Fig. 4 shows the result of observing chlorophyll of nac016-1 mutant leaves using a scanning electron microscope under the aging inducing conditions by cancer treatment. (A) cancer before treatment and four days Cancer changes in chlorophyll appearance of wild-type and mutant nac016 -1 leaves after processing. Scale bar = 1 μm. DDI, cancer treatment days. (B) Granatilacoid structure in the chlorophyll of the wild type and nac016-1 mutant leaves before and 4 days after cancer treatment. G, Glanum; PG, plastoglobule. Scale bar = 0.2 μm.
FIG. 5 shows the phenotypic results of NAC016 overexpressing transformants under normal conditions and cancer-induced senescence inducing conditions. (A) RT-PCR analysis of the amount of NAC016 expression in four independent NAC016 overexpressing transformants. The GAPDH gene was used as a loading control. (B) phenotype of wild-type, nac016-1 mutant and NAC016 overexpressing transformants during natural aging. It is a photograph of the plant which is raised about seven weeks. (C) Leaf phenotype observed after 4 weeks of dark treatment of wild type, nac016-1 mutant and NAC016 overexpressing transformant grown for 4 weeks. (D) Total chlorophyll content of wild-type, nac016-1 mutant and NAC016 overexpressing transformants of (C) above. Black and white bars mean 0 day cancer treatment and 4 day cancer treatment, respectively.

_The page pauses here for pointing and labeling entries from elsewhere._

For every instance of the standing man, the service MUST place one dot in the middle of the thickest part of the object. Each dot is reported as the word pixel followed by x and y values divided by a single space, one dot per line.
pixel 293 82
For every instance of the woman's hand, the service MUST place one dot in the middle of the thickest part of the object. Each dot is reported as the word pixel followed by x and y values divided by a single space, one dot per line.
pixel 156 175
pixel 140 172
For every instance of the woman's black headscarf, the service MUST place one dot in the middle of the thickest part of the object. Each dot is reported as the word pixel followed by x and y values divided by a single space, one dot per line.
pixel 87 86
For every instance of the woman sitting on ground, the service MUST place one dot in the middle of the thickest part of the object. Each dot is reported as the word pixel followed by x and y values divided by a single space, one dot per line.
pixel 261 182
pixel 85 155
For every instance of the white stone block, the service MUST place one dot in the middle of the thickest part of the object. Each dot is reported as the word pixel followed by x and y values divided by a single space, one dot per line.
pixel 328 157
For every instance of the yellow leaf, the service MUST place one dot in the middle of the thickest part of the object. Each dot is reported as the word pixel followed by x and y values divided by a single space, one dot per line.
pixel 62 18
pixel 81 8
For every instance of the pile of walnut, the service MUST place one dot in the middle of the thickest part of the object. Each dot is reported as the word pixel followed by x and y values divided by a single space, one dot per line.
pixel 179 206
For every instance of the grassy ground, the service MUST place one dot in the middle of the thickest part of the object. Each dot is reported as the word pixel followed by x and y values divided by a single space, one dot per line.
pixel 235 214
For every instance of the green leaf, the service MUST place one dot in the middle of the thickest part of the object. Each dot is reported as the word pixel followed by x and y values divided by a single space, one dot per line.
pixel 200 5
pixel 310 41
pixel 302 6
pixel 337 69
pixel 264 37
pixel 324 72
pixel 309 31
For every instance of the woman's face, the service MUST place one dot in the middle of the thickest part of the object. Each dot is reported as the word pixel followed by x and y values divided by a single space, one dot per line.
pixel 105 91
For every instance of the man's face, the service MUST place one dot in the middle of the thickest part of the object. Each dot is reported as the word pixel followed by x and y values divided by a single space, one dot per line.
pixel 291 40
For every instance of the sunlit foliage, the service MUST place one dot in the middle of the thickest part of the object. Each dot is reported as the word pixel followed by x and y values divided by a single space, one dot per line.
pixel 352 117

Values and standard deviations are values obtained from more than 8 biological replicates. This experiment showed similar results in at least two replicate experiments. Studen's t- test was used to calculate statistical significance (*, P <0.05; **, P <0.01).
FIG. 6 shows the results of examining aging-related gene expression after cancer treatment in nac016-1 mutant and NAC016 overexpressed transgenic plants. (AI) for 4 weeks, followed by RNA extraction for 4 days before and after the cancer treatment. The first strand cDNA was obtained from the leaves of the wild type, nac016-1 mutant and NAC016 overexpressed transgenic plant leaves. And using the RT-qPCR analysis, NAC029 / NAP (A), NAC042 / JUB1 (B), NAC059 / ORS1 (C), NAC083 / VNI2 (D), NAC092 / ORE1 (E), SGR1 (F), PPH (G), NYC1 (H) and WRKY22 (I). GAPDH transcript levels were standardized and used to measure the relative expression levels of each gene. The mean and standard deviation are values obtained from three or more biological repeat experiments. This experiment showed similar results in at least two replicate experiments. Studen's t- test was used to calculate statistical significance (*, P <0.05; **, P <0.01).
Figure 7 shows the result of examining the phenotype of the nac017-1 mutant. (A) The gene structure of NAC017 (SALK_117000C) and the T-DNA insertion form in the second exon region. RT-PCR analysis confirmed that NAC017 was not expressed in (B) nac017-1 mutants. The GAPDH gene was used as a loading control. (C) and whole plants (D) of the plants grown for 4 weeks under aging inducing conditions by CE treatment were used for phenotyping. Total chlorophyll content (E) was measured in the leaves of wild type, nac016-1 and nac017-1 plants before induction of cancer treatment (black bars) and 6 days of cancer treatment (white bars). The mean and standard deviation are values obtained from more than four biological replicates. This experiment showed similar results in at least two replicate experiments. Studen's t- test was used to calculate statistical significance (*, P <0.05).
Figure 8 shows the phenotype of nac016-1 and NAC016- OX plants under salt and oxidative stress conditions. (AD) for 3 days were treated for 5 days in MES buffer (pH 5.8) containing 150 mM NaCl, or in leaves treated with 20 mM H ₂ O ₂ for 2 days. The leaves of wild type, nac016-1 and NAC016- Phenotype (A, C) and total chlorophyll content (B, D). The mean and standard deviation are values obtained from more than 8 biological replicates. Studen's t- test was used to calculate statistical significance (*, P <0.05). DT, processing days.
FIG. 9 shows the result of measuring the binding activity of the NAC016 protein to the promoter region of NAP and ORS1 through Yeast one-hybrid analysis.
(A) Yeast hybridization revealed that NAC016 (N16) binds to the promoter region of senNAC ( NAP , JUB1 , ORS1 , VNI2 and ORE1 ). β-Galactosidase (β-Gal) activity was confirmed by the chlorophenol red-β-D-galactopyranoside (CPRG) method. Empty baits and prey plasmids (-) were used as negative controls. Each result was obtained from six independent transformed yeasts, and the mean and standard deviation were analyzed using the results. The results were obtained from at least two replicates and Studen's t- test was used to calculate statistical significance (*, P <0.05; **, P <0.01). NS, no significant difference. (B, C) phenotype of nap mutants in salt and oxidative stress conditions. The leaves of wild type, nap and nac016-1 plants grown for 4 weeks were treated with MES buffer (pH 5.8) containing 150 mM NaCl (B) and 20 mM H ₂ O ₂ (C) and their phenotype was analyzed. This result was obtained through at least 2 repeated experiments. DT, processing days.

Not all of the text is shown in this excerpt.